Big congrats to Treasury for launching their Affording Our Future: Statement on New Zealand’s Long-Term Fiscal Position earlier this month (you can watch the release here). This is a great initiative, thinking forty years into the future. This report reminded me of Isaiah Berlin’s essay The Hedgehog and the Fox – where he separates writers and thinkers into those who have one single defining idea, and those who draw on a wide range of experiences and complexities. The best forecasters think like a fox – analysing uncertainty and complexity (Part 1: Future fiscal challenges) and identifying alternative pathways to the future (Part 2: Options to a more sustainable path). This is a great report for anyone interested in exploring New Zealand’s long-term future. Congrats to the team at Treasury for thinking like a fox.
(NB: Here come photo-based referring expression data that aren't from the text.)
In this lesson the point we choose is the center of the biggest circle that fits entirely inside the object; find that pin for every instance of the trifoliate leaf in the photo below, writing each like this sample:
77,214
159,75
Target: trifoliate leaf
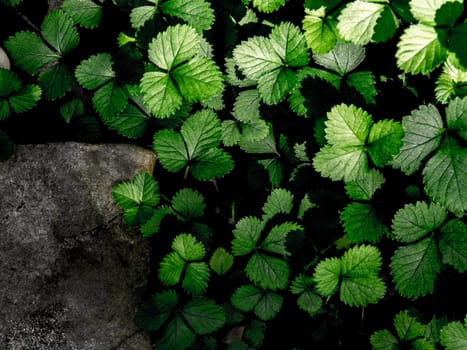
110,100
360,223
267,271
86,13
342,59
175,45
188,204
347,126
197,13
56,81
327,275
341,163
415,221
268,6
414,268
188,247
57,29
358,19
444,176
456,116
221,261
95,71
275,241
160,94
203,315
421,49
320,32
454,336
365,186
453,244
196,278
29,52
384,141
152,315
198,79
423,129
246,235
280,201
269,305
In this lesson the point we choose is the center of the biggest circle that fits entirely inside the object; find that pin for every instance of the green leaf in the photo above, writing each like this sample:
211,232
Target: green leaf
341,163
175,45
160,94
188,203
454,336
86,13
415,221
267,271
414,268
268,6
360,223
453,244
357,21
58,30
95,71
320,32
246,234
347,126
384,141
28,52
197,13
342,59
444,178
280,201
221,261
203,315
365,186
421,49
423,129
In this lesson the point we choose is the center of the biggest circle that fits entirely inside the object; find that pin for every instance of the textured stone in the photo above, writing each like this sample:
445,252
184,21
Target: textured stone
71,272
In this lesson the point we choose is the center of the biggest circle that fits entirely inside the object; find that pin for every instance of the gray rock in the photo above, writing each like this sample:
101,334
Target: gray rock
71,272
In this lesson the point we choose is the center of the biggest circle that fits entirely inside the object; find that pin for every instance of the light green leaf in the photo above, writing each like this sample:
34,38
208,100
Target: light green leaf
347,126
453,244
95,71
198,79
57,29
86,13
342,59
320,32
365,186
267,271
414,268
203,315
175,45
357,21
423,129
360,223
188,204
160,94
384,141
268,6
246,235
197,13
29,52
444,176
421,49
280,201
346,163
221,261
415,221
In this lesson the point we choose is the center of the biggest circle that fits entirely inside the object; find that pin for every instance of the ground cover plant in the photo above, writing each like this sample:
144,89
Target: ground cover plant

I was reminded of this essay while reading a recent book by Nate Silver – The Signal and the Noise: The art and science of prediction (2012). He talks about a Professor from Berkeley called Philip Tetlock. He studied the art of prediction from 1987 and divided experts along a spectrum, between what he called foxes and hedgehogs. Hedgehogs are Type A personalities who believe in big ideas (e.g. Malcolm Gladwell). In contrast, foxes are scrappy individuals who believe in a plethora of little ideas and multiple approaches to problem solving. If hedgehogs are hunters – always looking out for the big kill, then foxes are gatherers – the fox knows many little things but the hedgehog knows one big thing. Tetlock found that foxes were considerably better at forecasting that hedgehogs. If you find the paperback, there is a table on page 54 that describes the attitudes of foxes and hedgehogs; the chapter closes with three principles on how to be more ‘foxy’:
Principle 1: Think Probabilistically (articulate a range of possible outcomes; hedgehogs can be too stubborn to learn from their mistakes)
Principle 2: Today’s Forecast is the First Forecast of the Rest of Your life (e.g. always a blank canvas; it takes courage to change a forecast)
Principle 3: Look for Consensus (Foxes don’t get hooked on a big idea, they focus on solving the problem)
Treasury’s report does all of these, great result – both the report and Silver’s book are well worth a read. So to the LongtermNZers out there, those who attended the workshop last December, don’t be a hedgehog, start the conversation!